Diagram from John F. Sowa's post on "Top-Level Categories."

Should we be trying to concretize the construction of bigger ideas that rest on these "new paradigms?" Indeed, I've increasingly seen that "learning" moments of awe, and maybe even moments of breakthrough have been the product of recognizing these analogies. I did a tutoring session for a high school student who was taking calculus, and what felt really satisfying for me to do, and was hopefully helpful for her, was recalling these concepts that she'd learned earlier in high school and middle school: for example, the transformations of polynomials and trying to make sense of things like the composition of functions or continuity.

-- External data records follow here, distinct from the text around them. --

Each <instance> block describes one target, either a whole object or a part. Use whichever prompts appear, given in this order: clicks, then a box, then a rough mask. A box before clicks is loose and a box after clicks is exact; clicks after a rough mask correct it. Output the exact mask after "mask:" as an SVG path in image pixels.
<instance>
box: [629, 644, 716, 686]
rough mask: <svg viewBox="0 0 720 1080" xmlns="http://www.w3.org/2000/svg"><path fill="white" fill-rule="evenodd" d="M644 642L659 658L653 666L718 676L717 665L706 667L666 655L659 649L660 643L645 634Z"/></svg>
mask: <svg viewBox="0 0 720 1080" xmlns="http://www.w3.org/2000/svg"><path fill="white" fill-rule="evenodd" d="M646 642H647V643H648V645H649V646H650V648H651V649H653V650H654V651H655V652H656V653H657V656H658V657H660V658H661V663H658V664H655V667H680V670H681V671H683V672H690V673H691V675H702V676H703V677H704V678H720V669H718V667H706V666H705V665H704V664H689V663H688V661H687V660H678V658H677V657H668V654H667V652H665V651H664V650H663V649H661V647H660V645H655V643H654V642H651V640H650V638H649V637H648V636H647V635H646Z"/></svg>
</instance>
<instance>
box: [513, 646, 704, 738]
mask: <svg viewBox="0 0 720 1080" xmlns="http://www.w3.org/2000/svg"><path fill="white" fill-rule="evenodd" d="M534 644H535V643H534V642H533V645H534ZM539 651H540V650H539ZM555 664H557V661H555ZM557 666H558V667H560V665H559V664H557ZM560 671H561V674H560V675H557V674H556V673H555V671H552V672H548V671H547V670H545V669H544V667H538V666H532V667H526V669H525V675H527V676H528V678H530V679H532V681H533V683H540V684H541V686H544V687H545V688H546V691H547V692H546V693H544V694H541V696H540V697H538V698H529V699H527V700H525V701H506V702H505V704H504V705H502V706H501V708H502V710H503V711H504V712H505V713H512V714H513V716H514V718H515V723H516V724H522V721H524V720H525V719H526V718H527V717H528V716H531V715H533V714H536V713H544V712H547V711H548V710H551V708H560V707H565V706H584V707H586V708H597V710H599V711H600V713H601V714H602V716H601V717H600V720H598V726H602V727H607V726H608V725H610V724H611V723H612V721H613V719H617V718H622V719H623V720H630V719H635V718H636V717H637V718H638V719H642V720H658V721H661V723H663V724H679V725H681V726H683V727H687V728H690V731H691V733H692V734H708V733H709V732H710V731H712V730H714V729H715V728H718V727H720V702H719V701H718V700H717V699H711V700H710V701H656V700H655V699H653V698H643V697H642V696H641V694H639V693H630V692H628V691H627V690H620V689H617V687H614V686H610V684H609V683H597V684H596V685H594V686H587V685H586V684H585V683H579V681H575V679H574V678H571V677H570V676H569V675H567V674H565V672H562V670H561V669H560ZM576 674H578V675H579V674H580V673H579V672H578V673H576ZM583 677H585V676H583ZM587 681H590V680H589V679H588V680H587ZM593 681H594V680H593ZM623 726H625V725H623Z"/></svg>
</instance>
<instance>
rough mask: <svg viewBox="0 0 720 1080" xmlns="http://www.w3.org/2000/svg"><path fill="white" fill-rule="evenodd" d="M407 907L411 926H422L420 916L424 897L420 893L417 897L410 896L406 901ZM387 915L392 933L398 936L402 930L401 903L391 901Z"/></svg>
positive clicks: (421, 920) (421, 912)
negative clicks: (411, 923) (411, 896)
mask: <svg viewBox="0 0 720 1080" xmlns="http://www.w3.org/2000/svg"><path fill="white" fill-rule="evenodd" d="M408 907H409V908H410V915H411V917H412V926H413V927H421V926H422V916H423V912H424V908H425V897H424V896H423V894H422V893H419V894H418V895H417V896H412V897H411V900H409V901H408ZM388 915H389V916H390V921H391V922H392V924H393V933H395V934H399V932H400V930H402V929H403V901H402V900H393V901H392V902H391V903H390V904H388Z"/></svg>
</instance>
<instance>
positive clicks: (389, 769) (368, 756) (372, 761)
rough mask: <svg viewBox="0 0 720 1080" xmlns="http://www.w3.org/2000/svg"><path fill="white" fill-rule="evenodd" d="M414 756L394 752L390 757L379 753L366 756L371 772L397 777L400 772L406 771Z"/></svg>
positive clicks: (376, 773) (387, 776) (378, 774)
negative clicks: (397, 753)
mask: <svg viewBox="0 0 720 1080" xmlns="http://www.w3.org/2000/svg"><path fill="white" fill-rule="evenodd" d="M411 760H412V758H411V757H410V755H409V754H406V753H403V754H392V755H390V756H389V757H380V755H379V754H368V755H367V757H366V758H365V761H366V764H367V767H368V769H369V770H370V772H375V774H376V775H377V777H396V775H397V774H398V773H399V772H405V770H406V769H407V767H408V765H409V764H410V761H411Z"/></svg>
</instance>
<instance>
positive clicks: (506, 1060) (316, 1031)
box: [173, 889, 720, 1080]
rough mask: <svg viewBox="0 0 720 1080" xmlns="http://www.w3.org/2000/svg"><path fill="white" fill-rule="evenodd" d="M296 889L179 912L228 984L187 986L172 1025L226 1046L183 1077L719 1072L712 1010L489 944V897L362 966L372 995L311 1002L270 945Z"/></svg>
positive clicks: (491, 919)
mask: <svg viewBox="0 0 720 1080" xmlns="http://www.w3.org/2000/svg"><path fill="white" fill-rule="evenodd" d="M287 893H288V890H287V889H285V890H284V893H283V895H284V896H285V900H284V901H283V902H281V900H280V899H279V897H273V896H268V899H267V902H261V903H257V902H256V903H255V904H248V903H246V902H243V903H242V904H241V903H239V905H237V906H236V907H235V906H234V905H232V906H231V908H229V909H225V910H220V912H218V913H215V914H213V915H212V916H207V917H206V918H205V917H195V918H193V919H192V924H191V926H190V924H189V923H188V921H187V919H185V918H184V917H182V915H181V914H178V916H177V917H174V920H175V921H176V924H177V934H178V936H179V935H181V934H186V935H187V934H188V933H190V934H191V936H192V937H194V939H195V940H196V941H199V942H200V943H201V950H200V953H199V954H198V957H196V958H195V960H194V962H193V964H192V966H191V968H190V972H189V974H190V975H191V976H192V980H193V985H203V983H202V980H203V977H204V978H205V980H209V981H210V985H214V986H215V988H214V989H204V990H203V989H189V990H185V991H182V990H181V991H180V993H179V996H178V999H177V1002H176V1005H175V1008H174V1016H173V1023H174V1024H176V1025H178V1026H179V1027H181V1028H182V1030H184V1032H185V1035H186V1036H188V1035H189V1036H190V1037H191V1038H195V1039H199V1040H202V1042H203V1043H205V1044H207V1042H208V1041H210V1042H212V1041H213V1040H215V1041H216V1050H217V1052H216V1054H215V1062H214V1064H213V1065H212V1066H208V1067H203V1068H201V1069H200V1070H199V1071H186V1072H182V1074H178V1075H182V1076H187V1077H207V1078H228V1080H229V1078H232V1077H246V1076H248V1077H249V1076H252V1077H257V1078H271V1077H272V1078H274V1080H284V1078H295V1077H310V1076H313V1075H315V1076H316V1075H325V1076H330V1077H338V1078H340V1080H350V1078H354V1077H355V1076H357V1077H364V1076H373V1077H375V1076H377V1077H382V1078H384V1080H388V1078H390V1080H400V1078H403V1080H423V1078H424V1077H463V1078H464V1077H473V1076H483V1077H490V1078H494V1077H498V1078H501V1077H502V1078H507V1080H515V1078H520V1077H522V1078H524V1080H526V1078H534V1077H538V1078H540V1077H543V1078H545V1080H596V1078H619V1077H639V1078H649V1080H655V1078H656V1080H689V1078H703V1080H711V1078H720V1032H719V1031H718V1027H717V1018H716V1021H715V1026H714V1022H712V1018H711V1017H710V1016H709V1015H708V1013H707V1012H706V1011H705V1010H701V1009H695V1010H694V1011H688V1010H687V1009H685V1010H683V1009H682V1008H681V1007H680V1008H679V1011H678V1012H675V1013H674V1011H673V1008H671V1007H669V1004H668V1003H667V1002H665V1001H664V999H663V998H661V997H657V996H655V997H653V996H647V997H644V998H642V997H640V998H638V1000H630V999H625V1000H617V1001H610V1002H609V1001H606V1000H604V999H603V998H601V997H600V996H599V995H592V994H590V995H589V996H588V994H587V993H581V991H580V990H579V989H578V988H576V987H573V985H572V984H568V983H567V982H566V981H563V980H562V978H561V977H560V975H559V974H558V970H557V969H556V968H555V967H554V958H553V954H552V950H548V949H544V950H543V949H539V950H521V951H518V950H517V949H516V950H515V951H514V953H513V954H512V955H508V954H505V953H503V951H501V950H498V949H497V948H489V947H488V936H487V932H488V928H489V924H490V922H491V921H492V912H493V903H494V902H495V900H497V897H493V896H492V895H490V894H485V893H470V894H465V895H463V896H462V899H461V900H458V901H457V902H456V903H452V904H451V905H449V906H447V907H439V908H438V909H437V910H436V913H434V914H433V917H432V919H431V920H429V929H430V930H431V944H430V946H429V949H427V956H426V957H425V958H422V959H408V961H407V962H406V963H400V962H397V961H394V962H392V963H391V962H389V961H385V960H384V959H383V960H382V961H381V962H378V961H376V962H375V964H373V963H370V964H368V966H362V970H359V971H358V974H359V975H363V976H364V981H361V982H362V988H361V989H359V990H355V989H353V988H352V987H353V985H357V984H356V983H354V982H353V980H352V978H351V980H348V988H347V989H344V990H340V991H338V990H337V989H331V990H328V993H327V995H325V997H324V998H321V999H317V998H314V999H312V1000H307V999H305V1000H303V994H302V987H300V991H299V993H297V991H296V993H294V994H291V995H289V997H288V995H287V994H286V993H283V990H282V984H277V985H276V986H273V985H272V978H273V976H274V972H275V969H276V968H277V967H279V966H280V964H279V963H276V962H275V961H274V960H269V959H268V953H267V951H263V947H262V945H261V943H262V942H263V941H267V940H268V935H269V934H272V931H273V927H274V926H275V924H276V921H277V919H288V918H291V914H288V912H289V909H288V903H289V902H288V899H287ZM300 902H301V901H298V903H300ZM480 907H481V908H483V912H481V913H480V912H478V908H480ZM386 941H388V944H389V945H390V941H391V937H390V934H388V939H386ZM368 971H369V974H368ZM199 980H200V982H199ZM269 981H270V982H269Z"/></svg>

I remember taking the boilerplate formulas for the former very much for granted because they were introduced in isolation, but because it's something she recalled and was confident in—work she'd seen time and time again—I hopefully could build intuition for her current work while contextualizing the work from the past. That was really great, and her second test ended up going well! On a side note, it was really fun and cool to tutor again, especially for calculus, and I really enjoy teaching: I have ways to improve, but I seek out opportunities to do it more. Lastly, I mention the "combinatorial model of invention" pretty often, but insofar as innovations are building new LEGO constructions with blocks that fit—brick-by-brick—then getting these new shapes or knowing that certain base combinations work to make these nice shapes is really valuable and helps you make more interesting things. That's how I feel about this line of work. Perhaps there's a philosophy (of math) arc that I'm yet to explore. Exciting stuff! I had the pleasure of speaking with Julia Haas when I was in high school, which gave me some insight into what philosophy at a large AI lab looks like: she focuses more on consciousness and, of course, ethics, but I'm curious to see if there are logicians and the like: there seems to be many cool areas of work.